There is currently no MIME type registered for Parquet. Perhaps this is intentional.
If it is not intentional, I suggest steps be taken to register a MIME type with IANA.
https://www.iana.org/assignments/media-types/media-types.xhtml
Reporter: Mark Wood
Note: This issue was originally created as PARQUET-1889. Please see the migration documentation for further details.

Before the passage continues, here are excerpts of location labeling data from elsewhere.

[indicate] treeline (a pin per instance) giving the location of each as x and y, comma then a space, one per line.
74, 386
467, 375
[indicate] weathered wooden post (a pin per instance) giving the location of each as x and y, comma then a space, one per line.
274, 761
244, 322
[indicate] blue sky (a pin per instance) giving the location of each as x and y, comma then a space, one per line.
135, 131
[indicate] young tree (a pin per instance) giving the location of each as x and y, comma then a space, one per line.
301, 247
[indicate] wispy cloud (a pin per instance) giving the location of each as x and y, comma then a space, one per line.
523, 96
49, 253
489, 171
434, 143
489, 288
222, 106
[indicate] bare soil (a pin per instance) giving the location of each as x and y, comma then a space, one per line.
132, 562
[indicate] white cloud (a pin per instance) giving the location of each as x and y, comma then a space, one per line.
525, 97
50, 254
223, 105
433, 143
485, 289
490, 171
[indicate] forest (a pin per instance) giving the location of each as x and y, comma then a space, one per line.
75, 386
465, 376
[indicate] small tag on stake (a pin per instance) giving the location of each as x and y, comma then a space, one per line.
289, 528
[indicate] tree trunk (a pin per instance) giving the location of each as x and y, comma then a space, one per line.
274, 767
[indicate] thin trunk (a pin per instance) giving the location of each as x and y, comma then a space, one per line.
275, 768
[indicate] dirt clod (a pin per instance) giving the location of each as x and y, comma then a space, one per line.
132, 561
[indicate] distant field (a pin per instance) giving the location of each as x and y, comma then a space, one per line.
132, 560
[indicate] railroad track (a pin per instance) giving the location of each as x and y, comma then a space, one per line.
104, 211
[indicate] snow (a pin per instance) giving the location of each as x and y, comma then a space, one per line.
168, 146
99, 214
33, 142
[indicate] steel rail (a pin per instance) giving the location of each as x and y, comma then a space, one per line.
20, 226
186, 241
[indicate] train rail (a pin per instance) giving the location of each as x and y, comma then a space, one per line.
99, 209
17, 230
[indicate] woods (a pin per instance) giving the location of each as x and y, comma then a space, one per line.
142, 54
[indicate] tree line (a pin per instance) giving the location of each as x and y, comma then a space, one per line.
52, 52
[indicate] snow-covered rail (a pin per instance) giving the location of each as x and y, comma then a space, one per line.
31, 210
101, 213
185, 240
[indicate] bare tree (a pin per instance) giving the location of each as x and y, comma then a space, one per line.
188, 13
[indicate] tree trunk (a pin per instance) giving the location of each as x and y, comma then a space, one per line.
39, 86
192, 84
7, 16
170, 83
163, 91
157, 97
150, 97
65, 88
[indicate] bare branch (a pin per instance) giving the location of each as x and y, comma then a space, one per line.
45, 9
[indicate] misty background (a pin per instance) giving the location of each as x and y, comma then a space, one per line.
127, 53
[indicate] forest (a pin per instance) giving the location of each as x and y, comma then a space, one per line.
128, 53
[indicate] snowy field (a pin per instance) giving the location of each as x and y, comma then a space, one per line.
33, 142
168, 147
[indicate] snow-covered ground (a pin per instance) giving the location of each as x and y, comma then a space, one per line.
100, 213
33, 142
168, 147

Thomas Champagne: Any news on a possible registration of a MIME type for the parquet format ?
I propose :)
application/parquet
Weston Pace / @westonpace:
application/parquet would be cool but might be a bit of a challenge. The root namespace is technically reserved for IETF standards or recognition from a "standards related organization" (whatever that means). application/vnd.apache.parquet would probably be pretty trivial to register though and would be similar to application/vnd.apache.thrift.xyz and application/vnd.apache.arrow.xyz
Xinli Shang / @shangxinli: +1 on @westonpace's point
Bryce Mecum / @amoeba: It looks like a request to IANA to register application/vnd.apache.parquet was submitted sometime early in 2023, as evidenced by this entry in the Parquet dev ML: https://lists.apache.org/thread/lrfsjhzoq20o95z5zn9zyrb8rdolqzz7. It looks like IANA has requested changes on the initial application so I'll keep an eye on the ML and update here when we can close this.
Bryce Mecum / @amoeba: I've just submitted a request to IANA for application/vnd.apache.parquet. I'll update in this thread as that progresses.

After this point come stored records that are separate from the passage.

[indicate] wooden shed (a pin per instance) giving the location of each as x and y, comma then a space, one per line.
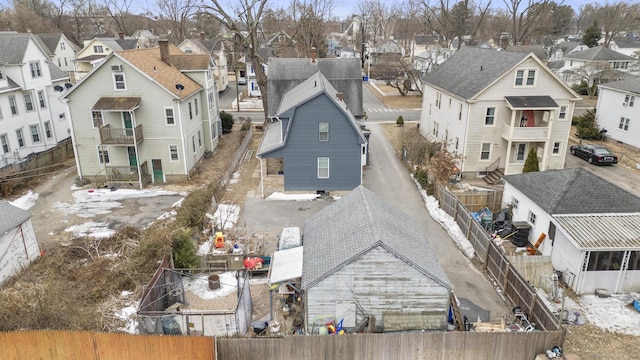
365, 260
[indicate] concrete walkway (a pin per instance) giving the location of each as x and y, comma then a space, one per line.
389, 179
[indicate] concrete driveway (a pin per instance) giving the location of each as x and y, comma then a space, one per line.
387, 178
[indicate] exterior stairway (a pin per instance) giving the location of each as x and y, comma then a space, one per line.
493, 177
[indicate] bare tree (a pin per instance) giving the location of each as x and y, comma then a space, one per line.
178, 13
616, 17
454, 20
309, 18
243, 20
525, 14
118, 10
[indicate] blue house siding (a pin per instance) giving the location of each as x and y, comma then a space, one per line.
300, 156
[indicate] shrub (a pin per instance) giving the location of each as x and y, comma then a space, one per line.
184, 250
227, 122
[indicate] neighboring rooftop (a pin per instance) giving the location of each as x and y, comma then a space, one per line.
573, 191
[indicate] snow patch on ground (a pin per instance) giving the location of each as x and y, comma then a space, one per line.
294, 197
26, 201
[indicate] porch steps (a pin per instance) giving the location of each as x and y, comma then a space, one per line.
493, 177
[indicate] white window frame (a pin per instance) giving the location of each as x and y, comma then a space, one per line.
13, 105
523, 76
42, 99
168, 117
95, 117
28, 102
34, 67
4, 143
103, 154
34, 131
20, 137
117, 82
624, 123
321, 167
174, 148
322, 131
562, 115
47, 130
492, 116
483, 151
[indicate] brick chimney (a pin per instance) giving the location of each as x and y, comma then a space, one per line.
313, 55
164, 50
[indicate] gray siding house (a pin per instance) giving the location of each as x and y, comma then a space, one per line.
344, 74
371, 263
321, 145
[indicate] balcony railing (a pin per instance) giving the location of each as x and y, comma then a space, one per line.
117, 136
525, 133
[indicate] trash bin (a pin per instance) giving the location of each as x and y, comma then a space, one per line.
214, 282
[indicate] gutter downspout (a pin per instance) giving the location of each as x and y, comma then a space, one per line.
182, 138
65, 101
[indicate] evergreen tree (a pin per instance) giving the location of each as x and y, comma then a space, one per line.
592, 35
531, 164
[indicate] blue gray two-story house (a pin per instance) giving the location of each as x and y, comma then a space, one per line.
317, 140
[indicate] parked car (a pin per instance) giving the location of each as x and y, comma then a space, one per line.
594, 154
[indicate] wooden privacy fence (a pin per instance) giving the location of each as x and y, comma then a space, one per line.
513, 285
458, 345
82, 345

Bryce Mecum / @amoeba: The request has been received, given a ticket number of 1358674 with IANA, and sent off for a review.

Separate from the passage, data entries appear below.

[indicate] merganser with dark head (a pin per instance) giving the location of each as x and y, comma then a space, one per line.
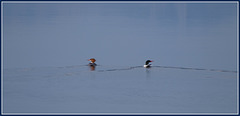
92, 63
147, 65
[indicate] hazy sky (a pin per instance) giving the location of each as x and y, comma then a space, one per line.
202, 35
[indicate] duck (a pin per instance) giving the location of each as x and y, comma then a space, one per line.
92, 63
147, 65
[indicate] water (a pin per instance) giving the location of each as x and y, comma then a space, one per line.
78, 89
46, 47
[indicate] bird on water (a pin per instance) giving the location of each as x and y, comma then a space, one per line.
147, 64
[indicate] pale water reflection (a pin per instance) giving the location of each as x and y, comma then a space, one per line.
193, 45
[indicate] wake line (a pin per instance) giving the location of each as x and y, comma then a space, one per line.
184, 68
172, 67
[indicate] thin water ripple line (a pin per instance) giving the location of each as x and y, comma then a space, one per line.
134, 67
171, 67
185, 68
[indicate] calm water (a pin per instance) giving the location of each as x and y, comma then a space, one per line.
78, 89
46, 47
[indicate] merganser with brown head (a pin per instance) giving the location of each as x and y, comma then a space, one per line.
147, 65
92, 63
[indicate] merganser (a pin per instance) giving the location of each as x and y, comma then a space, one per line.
92, 62
147, 65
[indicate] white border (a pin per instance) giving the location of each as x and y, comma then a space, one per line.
145, 2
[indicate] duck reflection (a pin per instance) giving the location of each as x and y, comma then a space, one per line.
92, 68
92, 64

Bryce Mecum / @amoeba: The registration is done, and is now available: https://www.iana.org/assignments/media-types/application/vnd.apache.parquet.
I think it would be good if someone from the Parquet PMC could forward a note about this to the entire PMC asking for a quick review. I did my best filling in everything but would appreciate a review of the entire registration but specifically the "Security considerations" and "Interoperability considerations" portions. Any comments can be directed either here or to me at [email protected] and I will update the registration accordingly.
Gang Wu / @wgtmac: @amoeba Thanks for your effort! Does it support encrypted parquet file? Or should it be a separate MIME type?
cc PMCs for more advise [[email protected]] @gszadovszky @ggershinsky
Bryce Mecum / @amoeba: Hi @wgtmac,
When you say "encrypted parquet file", do you mean Parquet files that use Parquet's modular encryption? I think this media type registration covers that case so another media type (or profile) wouldn't be needed. I made mention of this use case for Parquet in the registration. That said, I would like to consider your question thoroughly. Are there any media types that have a similar mechanism to Parquet's we could look at?
Gang Wu / @wgtmac: I'm not familiar with other media types. From your registration link I found the following words:
Additional information: 2. Magic number(s): PAR1 The reason I asked about encryption is that encrypted file has a different magic number PARE.
Bryce Mecum / @amoeba: ah, I didn't know that. You might be right then, and thanks for catching it. I'll look into it further to see whether another media type makes sense and I welcome any others' thoughts on it too.
Gidon Gershinsky / @ggershinsky:
Agreed,
Additional information: 2. Magic number(s): PAR1
should be
Additional information: 2. Magic number(s): PAR1, PARE
(encrypted parquet files can have either magic number, depending on the encryption mode).
Otherwise, LGTM.
Gabor Szadovszky / @gszadovszky: I agree with @ggershinsky's suggestion. LGTM, otherwise.
Bryce Mecum / @amoeba: Thanks all. I've submitted a change request to IANA to add the extra magic number. I'll update here when that change is active.
Bryce Mecum / @amoeba: The registration has been updated to include PARE was a possible magic number as discussed here. See https://www.iana.org/assignments/media-types/application/vnd.apache.parquet.
I think this can be closed. Thanks everyone for the help.